Three lessons can be drawn from this event.  First is power of community based participatory research when it is done with those at the heart of a political or social struggle.  The fact that Louise Takeda, a UVic Doctoral student, carried out the work under the close scrutiny of the Haida First Nations provides visibility for the Haida lessons to those of us interested in activist scholarship.  It strengthens the accuracy of the work and also provides a record of the stories for Haida and others who continue to live in these struggles in that place. A second lesson I am reminded of is the importance of creating ‘safe’ or ‘privileged’ spaces for people who have been historically or in other ways excluded from mainstream institutions.  The First People’s House at the University of Victoria is a space controlled by our university’s Indigenous leadership and set aside for events organised by or with Indigenous students, staff and scholars and their allies.  How can we create similar spaces for those engaged in other struggles? A third and perhaps the most powerful lesson is that the struggle for reconciliation of land rights between the original peoples of this part of the world and those who have come after is on-going, difficult, dangerous always in risk of backsliding against the forces of greed and white privilege.

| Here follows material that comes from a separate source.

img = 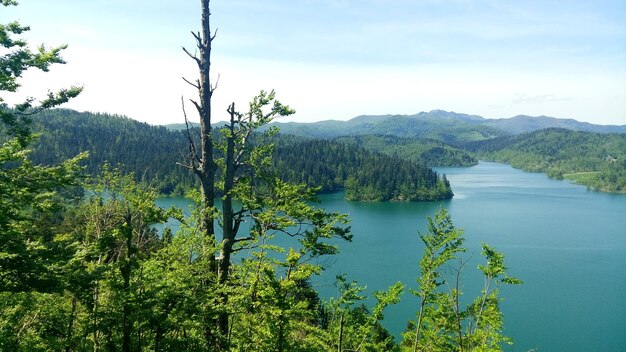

The day after the presentation about the Haida situation, as a result of the admonition by the Heiltsuk delegation to come out to their demonstration and because several students in my Community Development through Activism course were playing leadership roles, I found myself on  the picket line blocking shoppers from entering a super market owned by the person whose fishing boats were overfishing the herring of the north coast.  Most people when they learned of the reason for the blockage responded generously.  Two angry men literally fought their way through our blockade shouting abuse and flailing about until they got into the store.  It brought back the words of the song in an embodied way, “Which Side Are You On?”

And I wonder what more it means for my work. What does it mean for our work?